NCIS Season 20 started a new era for the series. It was the first full season without Mark Harmon’s Agent Gibbs helming the major case response team. Gary Cole admirably took over the leading role, and he did a great job of pushing the series forward with his Agent Parker character. However, it was Torres who took center stage as the season wrapped up. There was a big cliffhanger involved, and it looked like Torres was about to employ some vigilante justice in thoroughly Gibbs-like fashion.
Why Agent Gibbs Had a Rule for Everything on NCIS
Gibbs’ First Wife Inspired His Trademark Set of Rules
NCIS Season 6, Episode 4, “Heartland” started off like any other case, but things quickly got complicated. The team found out that one of the victims was from Stillwater, Pennsylvania, which was Gibbs’ hometown. That led to the very first appearance of Gibbs’ father, Jackson Gibbs. He and Gibbs didn’t get along at first, but by the end of the episode, they were in a good place. In fact, Tony DiNozzo felt comfortable enough to ask Jackson if he was the one that taught Gibbs all of his rules.
Jackson’s response was surprising. He said that he hadn’t taught Gibbs his rules, which left Tony to ponder their origin. However, viewers were treated to the answer. As the episode was wrapping up, Gibbs was driving along, and he had a flashback to the first time he met his wife, Shannon. They were both waiting for a train, when they struck up a conversation. Gibbs offered to sit with her on the train, and at first Shannon refused. But she quickly relented because Gibbs wasn’t a lumberjack. It was an odd statement, but it turned out that she had a rule about dating lumberjacks — and a rule about everything else. Thus, Shannon was Gibbs’ inspiration for his rules.
Gibbs’ Rules Were an NCIS Mainstay
Gibbs’ rules were a part of NCIS from the very beginning. Season 1, Episode 1, “Yankee White” was about a threat on the president’s life. Gibbs and DiNozzo led the investigation and teamed up with Secret Service Agent Kate Todd, who had never conducted an investigation before. Thus, Gibbs shared a few of his rules with her, including Rule #1: “Never let suspects sit together.” By the end of the episode, she had resigned from her job and was poised to join Gibbs’ team.
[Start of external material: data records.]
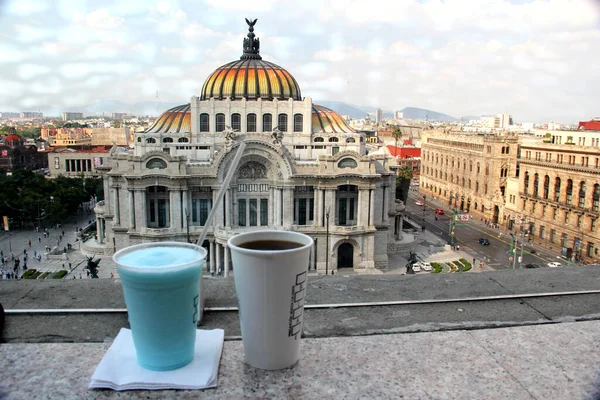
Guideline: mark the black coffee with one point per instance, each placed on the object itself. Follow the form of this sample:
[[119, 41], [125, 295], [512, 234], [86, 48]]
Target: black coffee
[[270, 245]]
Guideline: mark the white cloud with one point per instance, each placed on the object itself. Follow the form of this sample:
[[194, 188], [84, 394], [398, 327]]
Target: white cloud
[[30, 71]]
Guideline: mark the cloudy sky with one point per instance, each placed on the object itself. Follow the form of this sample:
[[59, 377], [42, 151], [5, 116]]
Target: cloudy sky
[[537, 60]]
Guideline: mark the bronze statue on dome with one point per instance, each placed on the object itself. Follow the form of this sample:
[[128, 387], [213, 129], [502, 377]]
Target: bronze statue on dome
[[251, 43]]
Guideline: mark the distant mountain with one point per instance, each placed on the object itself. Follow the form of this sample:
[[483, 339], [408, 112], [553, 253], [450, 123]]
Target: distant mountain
[[362, 111], [424, 114]]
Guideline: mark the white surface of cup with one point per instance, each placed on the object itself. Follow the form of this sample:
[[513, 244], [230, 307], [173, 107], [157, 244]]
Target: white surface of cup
[[271, 289]]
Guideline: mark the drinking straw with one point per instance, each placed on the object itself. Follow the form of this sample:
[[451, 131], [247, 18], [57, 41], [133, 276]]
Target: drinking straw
[[219, 199]]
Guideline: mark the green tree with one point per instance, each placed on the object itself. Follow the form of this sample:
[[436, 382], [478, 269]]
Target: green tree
[[403, 179], [396, 134]]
After the premiere, NCIS continued to introduce more and more of Gibbs’ rules. They were teaching devices, but they also helped give Gibbs’ character depth. There were even a few times when Gibbs had to rethink some rules, and those were always major occasions. Rule #51, for example, said, “Sometimes you’re wrong.” Another example was Rule #10: “Never get personally involved in a case.” Gibbs actually burned that rule in Season 16. All that to say, Gibbs and his rules weren’t without fault, but they gave NCIS a sense of continuity. They also combined the series’ legal justice with Gibbs’ person version of a moral compass. That was one of the many reasons that fans have loved NCIS for so long.